A housekeeping command. When compiled artifacts get stale, package versions drift, or you’re getting mysterious errors that might be cached state, /project:dbt-cleanup resets everything. The Bash(rm:*) tool permission is scoped to rm commands — Claude can delete artifacts but nothing else.

Designing Commands for Your Team

The five commands above cover common operations, but the real value comes from commands tailored to your project’s specific workflows. A few principles from Claude Code Slash Commands for dbt that apply especially to operational commands:

Include context with ! blocks. The dbt-build command shows the current branch and modified files. The dbt-base command reads existing models. This context makes Claude’s output more relevant than a blind execution.
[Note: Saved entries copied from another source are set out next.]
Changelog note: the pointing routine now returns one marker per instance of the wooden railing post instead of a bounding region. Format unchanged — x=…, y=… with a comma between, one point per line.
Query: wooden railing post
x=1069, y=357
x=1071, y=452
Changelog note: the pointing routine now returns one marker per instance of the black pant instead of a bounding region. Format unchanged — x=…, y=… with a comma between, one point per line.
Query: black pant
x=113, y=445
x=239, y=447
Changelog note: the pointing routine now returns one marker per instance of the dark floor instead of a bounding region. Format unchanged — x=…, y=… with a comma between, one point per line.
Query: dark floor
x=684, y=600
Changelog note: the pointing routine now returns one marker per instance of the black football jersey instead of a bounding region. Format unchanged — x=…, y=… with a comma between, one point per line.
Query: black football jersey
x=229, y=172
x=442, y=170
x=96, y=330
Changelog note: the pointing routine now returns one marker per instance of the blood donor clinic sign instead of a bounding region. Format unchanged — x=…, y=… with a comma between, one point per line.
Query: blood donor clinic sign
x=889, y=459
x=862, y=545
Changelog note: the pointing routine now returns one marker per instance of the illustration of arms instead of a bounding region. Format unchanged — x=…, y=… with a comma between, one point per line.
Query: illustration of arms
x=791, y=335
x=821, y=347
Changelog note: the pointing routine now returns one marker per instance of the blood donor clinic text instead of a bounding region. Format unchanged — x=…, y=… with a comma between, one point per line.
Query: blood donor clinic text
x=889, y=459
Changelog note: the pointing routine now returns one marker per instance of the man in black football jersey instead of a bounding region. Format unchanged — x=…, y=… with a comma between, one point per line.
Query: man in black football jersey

Scope allowed-tools tightly. Audit commands don’t need write access. Build commands don’t need file editing. Each constraint reduces the chance of Claude doing something unexpected.

Keep the variable part in $ARGUMENTS. The workflow steps, quality standards, and conventions should be fixed in the command. Only the model name or target comes from the user.

Combine with hooks. When you run /project:dbt-build, the safety hook still fires on the dbt command. The Stop hook still runs quality checks after Claude finishes. Commands and hooks work together — commands define what to do, hooks enforce how it’s done.